Once Diana was a parent chaperone on a school field trip. The maritime nature center was close by; nonetheless, the fourth graders were required to board the nauseating midmorning school bus. There were presentations on pollution, ospreys, oysters, whales. There was a booth for listening to the mating calls of certain seabirds, and there was a life-sized model of a right whale.
The right whale was so called because it was the right whale to harvest. Diana wasn’t like the other mothers, who read in uninflected voices. Even the teachers edged closer to listen. Her voice was rushy and melodic, the same as when she told Marguerite stories in their loft over ginger ales and gin and tonics, that narrow ribbon of dark between them.

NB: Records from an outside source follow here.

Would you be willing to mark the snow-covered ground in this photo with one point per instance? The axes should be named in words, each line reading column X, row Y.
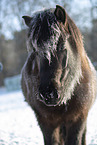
column 18, row 125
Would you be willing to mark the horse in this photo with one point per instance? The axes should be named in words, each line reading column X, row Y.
column 58, row 79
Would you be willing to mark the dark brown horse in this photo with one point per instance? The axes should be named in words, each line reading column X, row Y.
column 58, row 79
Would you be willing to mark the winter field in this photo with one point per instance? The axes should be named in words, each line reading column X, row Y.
column 18, row 125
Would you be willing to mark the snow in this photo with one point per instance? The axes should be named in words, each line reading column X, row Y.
column 18, row 125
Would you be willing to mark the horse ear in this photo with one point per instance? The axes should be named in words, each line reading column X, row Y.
column 60, row 14
column 27, row 20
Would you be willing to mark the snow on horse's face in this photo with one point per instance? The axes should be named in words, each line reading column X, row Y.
column 58, row 79
column 58, row 61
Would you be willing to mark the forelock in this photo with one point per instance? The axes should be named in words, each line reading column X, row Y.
column 44, row 32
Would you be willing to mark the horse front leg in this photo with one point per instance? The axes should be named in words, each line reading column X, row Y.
column 53, row 136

The right whale always swam against the shore, Marguerite’s mother continued. Ideal for the whaler: no fortnight upon fortnight leaving wife, children, and difficult mistress. Its blubber, melted and boiled, was ninety barrels of oil. It had baleen like fine dry grass before a fire. Every part had a use except its heart, which was four hundred pounds, read Diana.
Afterward they ate their bagged lunches in the sand and crispy seaweed. Not only her friends, but classmates Marguerite had never spoken to clustered around her beautiful mother. Marguerite had to make space for them.